C'est ainsi que les services du Premier Ministre ont commenté les résultats de la journée de grève du 22 mai dernier.

"Grâce à l’obligation de se déclarer en grève 48 heures à l’avance, les sociétés de transports, tout particulièrement en région parisienne, ont pu organiser le service et informer leurs clients en temps et en heure. Ainsi, ce sont des milliers de Français qui ont pu se rendre à leur travail, sans que soit mis en cause ni le droit de grève ni le droit d’expression des grévistes", a déclaré le Premier ministre."


dimanche 25 mai 2008

Retraite : contre-propositions

Un collectif de salariés a proposé voici plusieurs jours un ensemble de contre-mesures relatives à la réforme des retraites.

Voici leurs principales propositions. L'intégralité de l'appel est consultable ici.

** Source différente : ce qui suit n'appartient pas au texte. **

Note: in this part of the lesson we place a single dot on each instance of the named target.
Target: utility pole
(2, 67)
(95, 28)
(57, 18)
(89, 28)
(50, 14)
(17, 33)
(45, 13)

1- Taxation immédiate des stock-options ("perte de recette aux alentours de 3 milliards d'euros").
2- Apurement des dettes de l'Etat, supérieures à 10 milliards d'euros, qu'il a cumulées à l'égard de la "Sécu" en ne compensant pas systématiquement les exonérations de charges (rapport Cour des Comptes).
3- Transfert des sommes non versées issues des privatisations depuis 2002 vers le fond de réserve des retraites.
4- Rééquilibrer la répartition des impôts et charges entre capital et travail
5- Supprimer les "niches" fiscales (254 "niches" permettent à 3900 contribuables d'échapper à tout impot sur le revenu, privant l'Etat de 43 milliards de recettes).
6- Aligner la retraite des députés sur le régime général


Sarkozyste déçu


Et votre retraite ?

Le mouvement de grève du 21 mai fut l'occasion, pour certains médias, de se pencher sur certaines retraites. Ainsi Bakchich.info s'intéresse à celles de quelques grands patrons.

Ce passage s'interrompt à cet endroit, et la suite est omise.